Voruntersuchung und Beratung beim Augenarzt
Entscheidet sich ein Patient für eine operative Korrektur seiner Sehschwäche wird er zunächst Beraten und bestimmten Untersuchungen unterzogen. Die Brillenwerte bei spielender Pupille, sowie die Hornhauttopographie werden untersucht und die Pupillengröße gemessen. Die Brillenwerte bei einer erweiterten Pupille und der Augenhintergrund werden untersucht, der Augeninnendruck wird gemessen worauf eine Gesichtsfelduntersuchung folgt. Dann wird die Dunkeladaption untersucht und per Ultraschall wird die Hornhautdicke und die Augapfellänge gemessen. Darauf folgen eine Untersuchung der Tränenflüssigkeitssekretion und eine Messung der Hornhautradien. Zum Schluss wird der Patient einer Farbsinnprüfung unterzogen.

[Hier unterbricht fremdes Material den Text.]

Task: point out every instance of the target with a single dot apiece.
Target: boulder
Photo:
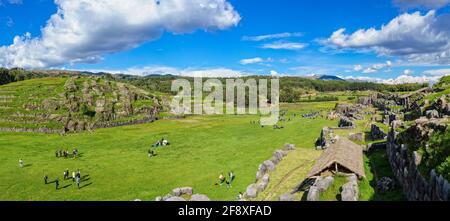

Kommt es hier zu Kontraindikationen kann kein Operationstermin vereinbart werden.
Zusätzlich sollten Sie darauf achten, dass 3 Wochen vor der Voruntersuchung und 3 Wochen vor dem Eingriff keine harten Kontaktlinsen mehr getragen werden sollten. Bei weichen Linsen reicht es, wenn Sie sie 10 bis 14 Tage vor den besagten Terminen nicht mehr tragen und Augen-Make-Up sollte 3 Tage vorher gründlich entfernt und dann nicht mehr aufgetragen werden.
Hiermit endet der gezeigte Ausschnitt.